Panting, that hot water still beating down on my head, I tried to block it out of my mind. Pain wound into my light, behind the shield I still wrapped around myself as I sat on the dirty tile floor. I fought back every emotion I could, everything that wanted to boil up to the surface, to touch me in any way.
He hadn’t kissed me…maybe he couldn’t because of the mask, but his eyes grew soft at the end. I’d seen stars in his light, that denser blackness.
As he left with Feigran, he spoke to Dalejem, not me.
“Don’t worry, brother,” he’d said. “You’ll get your turn.”
Dalejem hadn’t answered him, but I’d felt his anger, a deeper helplessness that touched me if only because I felt the genuine emotion behind it.
I tried to force that out of my mind, too.
I knew Dalejem had watched Dragon fuck me.
I knew he’d seen me lose control.
I had no idea how it had looked to him from the outside…or what he’d felt from me. I hadn’t felt judgment on him; I hadn’t felt anything on him, truthfully, not about that. But like Balidor, Dalejem was Adhipan trained. I doubted I would know what he felt, not unless he chose to tell me. So far, he hadn’t.
He hadn’t said anything about it at all…directly, at least.
Instead he’d argued with me about operational priorities around Brooks. He’d informed me that I needed to see a medical technician before I met with her. He’d argued those two things for half of the drive back to that farmhouse…he’d also argued that I had to contact Balidor right away and let him know what happened, and I could tell he didn’t only mean that we had a rogue telekinetic on the loose. When I disagreed, he told me I was in shock.
When I argued the same could be true of him, he told me he didn’t matter…that I was the one who’d been hurt.
That was the closest he came to acknowledging what happened to me, directly at least. Although he’d obviously had zero qualms about telling the others.
Wincing, I tried to force that out of my mind, too.
I couldn’t, though, not at first.
Knowing he’d probably told them for operational reasons didn’t help; nor did it remove the feeling of betrayal I’d felt when I came out of that farmhouse and realized they’d all been talking about me. Dalejem and I may have fought, but I honestly hadn’t thought he actively disliked me until that moment. Since the op in NORAD, I’d reassessed that impression, leaning towards the operational thing again, but truthfully, I had no idea what he was thinking.
I hadn’t known how to ask him that either, or even if I should.
Either way, I didn’t want to talk about the thing with Dragon with any of them. I honestly didn’t see the point. I barely remembered the act itself. I had no idea why he’d done it, or what he wanted from me.

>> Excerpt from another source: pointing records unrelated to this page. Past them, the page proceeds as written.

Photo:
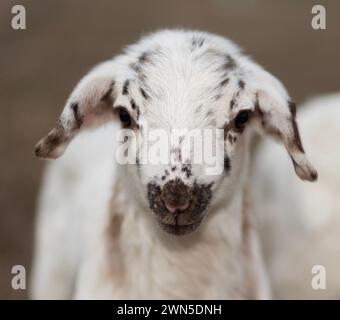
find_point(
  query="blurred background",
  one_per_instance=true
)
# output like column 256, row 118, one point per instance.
column 40, row 65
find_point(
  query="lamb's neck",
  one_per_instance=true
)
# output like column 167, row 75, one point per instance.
column 211, row 262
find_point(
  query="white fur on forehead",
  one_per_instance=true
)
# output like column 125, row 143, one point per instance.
column 187, row 71
column 183, row 72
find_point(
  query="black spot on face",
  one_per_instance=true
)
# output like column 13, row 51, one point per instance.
column 77, row 116
column 227, row 165
column 230, row 63
column 144, row 57
column 144, row 94
column 232, row 104
column 187, row 169
column 197, row 42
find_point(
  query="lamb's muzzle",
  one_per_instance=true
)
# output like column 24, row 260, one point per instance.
column 179, row 208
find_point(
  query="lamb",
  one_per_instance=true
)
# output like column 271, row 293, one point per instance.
column 300, row 225
column 109, row 230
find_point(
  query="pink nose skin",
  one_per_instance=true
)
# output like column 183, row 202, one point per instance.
column 173, row 209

Whatever he’d done to my light, I couldn’t explain my reaction to any of them. I wasn’t the kind of person who felt like talking solved much anyway.
Besides, there was only one person I really wanted to talk to…and he was the one person I couldn’t talk to right then.
But I couldn’t start thinking about Revik again.
I had to get out of there. I’d been lying on that floor too long already. The thought of having someone find me like this, sprawled out naked in the showers, got me moving again.
When I pulled myself up off the tile the second time, the pain in my leg shot up to my back. I ignored it, fighting myself upright in another burst of effort and straining arm muscles, my light halfway out of my body as I struggled to control my mind.
For a long moment, I didn’t think I’d be able to do it.
I could feel the part of me trying to run away.
I could feel the part of me that would do anything…anything…to get away from this.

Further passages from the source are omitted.